Le 2 versioni di Thohir su Mazzarri e una decisione presa: ecco quale. Inter vs. Juve: il salto indietro nel tempo nasconde una strategia. Milan: Inzaghi ha pronta la lista di "quelli che non servono" (e sono nomi grossi). E sui tagli al calcio...

Nato a Milano il 3/7/1978, laureato in Scienze ambientali presso l'Università dell'Insubria di Como, da ottobre 2008 è Capo Servizio Sport presso il quotidiano "Libero". Opinionista Rai, TeleLombardia e Sportitalia
28.10.2014 00:00 di Fabrizio Biasin  Twitter:    articolo letto 42906 volte
© foto di Federico De Luca

Un grosso interrogativo ottombrino affligge tutti noi laidi malpensanti: che caspiterella ci faceva Roberto Mancini in tribuna a Cesena?
A) È stato invitato a un clamoroso pranzo domenicale dai parenti a Jesi e ha pensato di fare una capatina al Manuzzi per sfuggire a una lite furibonda con i suoi. Pare che nella cameretta del Mancio siano contemporaneamente scomparsi i poster di Ralph Supermaxieroe, Edwige Fenech e il più prezioso di tutti, quello bucherellato dalle freccette di Azeglio Vicini, l'ex Ct che del Mancio se ne sbatteva.

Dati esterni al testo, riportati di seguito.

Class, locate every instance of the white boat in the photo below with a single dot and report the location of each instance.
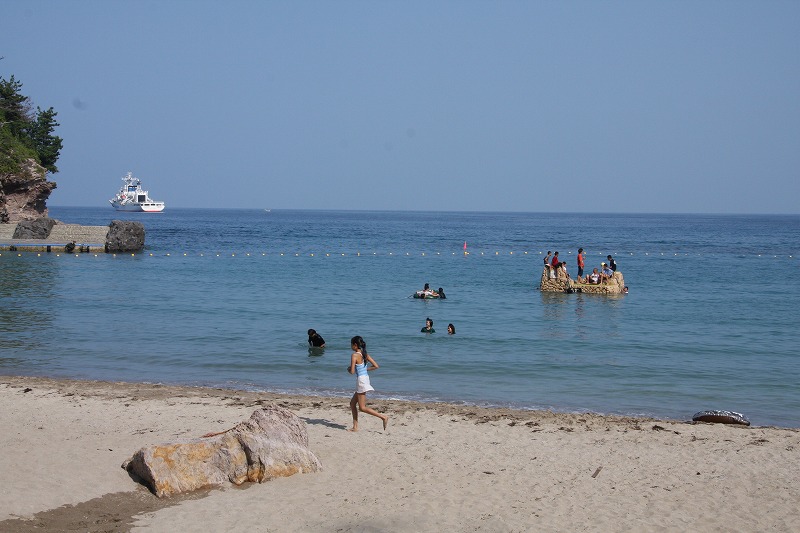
(131, 197)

B) Ha ingenuamente pensato: "Siccome all'Inter di questi tempi è tutto tranquillo e regna l'armonia, vado in tribuna a destabilizzare un po' l'ambiente e vedere l'effetto che fa".

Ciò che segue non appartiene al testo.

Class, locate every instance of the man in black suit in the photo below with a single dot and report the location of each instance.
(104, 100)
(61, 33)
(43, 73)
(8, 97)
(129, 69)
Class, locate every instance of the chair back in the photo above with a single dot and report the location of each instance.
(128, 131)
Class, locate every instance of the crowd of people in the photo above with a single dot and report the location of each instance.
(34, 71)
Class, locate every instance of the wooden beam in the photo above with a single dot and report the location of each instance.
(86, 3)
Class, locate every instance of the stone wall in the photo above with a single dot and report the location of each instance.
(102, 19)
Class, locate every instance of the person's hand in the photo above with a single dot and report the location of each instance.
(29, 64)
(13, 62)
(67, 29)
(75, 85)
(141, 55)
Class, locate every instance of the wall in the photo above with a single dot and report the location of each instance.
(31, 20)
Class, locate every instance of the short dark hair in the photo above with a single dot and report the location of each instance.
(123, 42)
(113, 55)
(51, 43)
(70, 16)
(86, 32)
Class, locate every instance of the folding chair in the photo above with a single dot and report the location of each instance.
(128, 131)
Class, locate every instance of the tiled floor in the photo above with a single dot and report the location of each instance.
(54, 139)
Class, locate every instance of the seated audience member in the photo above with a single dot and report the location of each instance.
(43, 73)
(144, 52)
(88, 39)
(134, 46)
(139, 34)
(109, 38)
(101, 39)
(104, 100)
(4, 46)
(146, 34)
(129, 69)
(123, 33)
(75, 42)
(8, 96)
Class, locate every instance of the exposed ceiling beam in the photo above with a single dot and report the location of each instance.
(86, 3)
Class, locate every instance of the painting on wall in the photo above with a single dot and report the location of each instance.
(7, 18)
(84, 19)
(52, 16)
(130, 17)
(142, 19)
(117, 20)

C) Trattasi di succulenta auto candidatura.

D) Trattasi di comparsata voluta dalla proprietà indonesiana per far capire a tutti che è in atto la rivoluzione tecnica.

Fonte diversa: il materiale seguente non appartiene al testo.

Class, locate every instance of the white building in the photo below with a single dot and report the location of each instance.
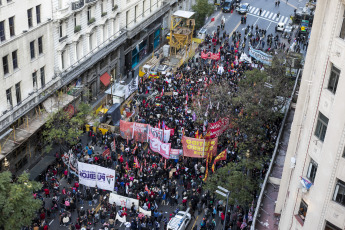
(317, 139)
(71, 47)
(27, 63)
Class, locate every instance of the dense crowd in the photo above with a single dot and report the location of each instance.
(158, 183)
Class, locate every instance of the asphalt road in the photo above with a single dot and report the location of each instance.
(267, 20)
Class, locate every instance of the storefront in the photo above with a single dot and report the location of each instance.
(139, 53)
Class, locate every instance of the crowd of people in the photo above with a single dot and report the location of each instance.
(157, 184)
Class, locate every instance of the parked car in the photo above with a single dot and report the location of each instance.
(227, 6)
(243, 8)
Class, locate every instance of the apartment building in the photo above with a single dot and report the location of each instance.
(60, 52)
(312, 189)
(27, 65)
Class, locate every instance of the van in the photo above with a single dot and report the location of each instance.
(180, 221)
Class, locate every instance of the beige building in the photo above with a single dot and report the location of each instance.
(317, 142)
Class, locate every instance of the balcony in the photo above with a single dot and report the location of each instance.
(77, 5)
(135, 29)
(90, 1)
(92, 57)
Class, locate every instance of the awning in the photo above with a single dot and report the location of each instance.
(105, 79)
(70, 110)
(41, 166)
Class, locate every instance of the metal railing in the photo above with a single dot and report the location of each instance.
(77, 5)
(258, 204)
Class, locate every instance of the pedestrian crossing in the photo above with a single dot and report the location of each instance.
(268, 15)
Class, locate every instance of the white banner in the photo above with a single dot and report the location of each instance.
(123, 201)
(121, 219)
(94, 175)
(143, 211)
(166, 136)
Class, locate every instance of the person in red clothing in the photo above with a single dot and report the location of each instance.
(47, 192)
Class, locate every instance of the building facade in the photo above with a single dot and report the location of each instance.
(56, 53)
(312, 189)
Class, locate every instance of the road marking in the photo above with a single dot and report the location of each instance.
(270, 20)
(195, 221)
(239, 23)
(289, 4)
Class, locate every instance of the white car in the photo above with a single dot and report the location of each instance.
(280, 27)
(180, 221)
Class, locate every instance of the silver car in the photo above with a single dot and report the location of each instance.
(243, 8)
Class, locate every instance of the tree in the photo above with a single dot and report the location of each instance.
(63, 129)
(235, 178)
(17, 204)
(202, 10)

E) "Pronto Mancio? Vai al Manuzzi che gli rompiamo un po' le balle a quello lì, il Mazzarri, così vediamo se la prossima volta si degna di rispondermi in conferenza. Grazie, grazie, grazie".

F) Ha pareggiato il Cesena.
Escludendo la F) per evidenti motivi (sciocca provocazione tra colleghi cretinetti), siamo dell'idea che tutta la faccenda davvero non possa essere un caso. Qualche tempo fa scrivemmo di un contatto dei capoccioni nerazzurri con l'entourage del tecnico. Nulla di ufficiale, per carità, ma dopo l'intervista del marziano Erick ai colleghi portoghesi ("Mazzarri ha due partite per convincermi") e la successiva smentita alla quale credono soprattutto nel magico mondo dei Minipony ("Mai messo in discussione il tecnico"), è evidente che qualcosa stia accadendo.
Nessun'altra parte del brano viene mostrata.